Grand juries serve an important function in our society but when someone gets a summons to potentially be a part of one, it may trigger some fear of what actually happens when on one and why are they considered so much different than petit or traditional juries. In order to help decipher the main differences, here is a quick rundown.
How many jurors are needed
A normal jury usually consists of 6 to 12 jurors and that will depend on how big a case is and the complexity. With grand juries, the juror load is a lot larger with a range of 12 to 24 jurors. This is because grand jury cases tend to be more involved and there needs to be more input as to whether to move forward or not.
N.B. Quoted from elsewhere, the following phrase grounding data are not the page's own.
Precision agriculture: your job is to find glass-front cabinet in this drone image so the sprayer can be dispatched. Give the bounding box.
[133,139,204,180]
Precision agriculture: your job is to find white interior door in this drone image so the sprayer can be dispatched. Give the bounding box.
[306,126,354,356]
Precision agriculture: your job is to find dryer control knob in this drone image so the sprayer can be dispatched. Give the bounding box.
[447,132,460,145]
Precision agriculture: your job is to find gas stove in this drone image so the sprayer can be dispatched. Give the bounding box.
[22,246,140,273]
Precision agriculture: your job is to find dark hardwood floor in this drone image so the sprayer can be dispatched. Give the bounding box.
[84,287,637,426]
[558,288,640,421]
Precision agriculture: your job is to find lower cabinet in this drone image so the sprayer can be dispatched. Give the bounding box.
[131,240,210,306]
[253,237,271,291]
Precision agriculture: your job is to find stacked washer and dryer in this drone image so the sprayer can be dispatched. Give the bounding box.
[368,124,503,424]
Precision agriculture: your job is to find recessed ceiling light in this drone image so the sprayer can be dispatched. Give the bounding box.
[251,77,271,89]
How long you need to serve
The vast amount of normal jury cases last up to a couple of days at most with many only requiring a day to fulfill your duty. This unfortunately can be the biggest drawback when potentially getting summoned for a grand jury because while a normal trial is a couple of days max, a grand jury summons can require a time commitment of up to a year! While this will be in more of an on-call fashion and for only a few days a week, it can be daunting to think about having to report for duty repeatedly for such an extended period of time.
The goal of grand juries
While a normal jury has the goal of deciding whether or not a defendant is guilty through listening to defenses and overlooking evidence, the goal of a grand jury is much different. When you take part in a grand jury, you are not there to decide if the defendant is guilty but whether there is enough evidence to even pursue charges against them. Grand just cases tend to be for cases that are high profile and complex and for that reason, even the step of whether to go forward requires a jury to deliberate on.
What the workload is like
The last major factor that makes a grand jury very different from a petit jury is the overall workload. As said previously, with a normal jury a person is really looking at a couple of days of commitment max. This is because you would be hearing one case and when that concludes, you are done. With grand juries however you will actually have to hear many cases. This is because you are simply deliberating on whether to go forth with charges and not the actual verdict itself. This is also why the commitment can last up to a year because you report to court to hear many cases a couple of times a week until the duty is considered complete.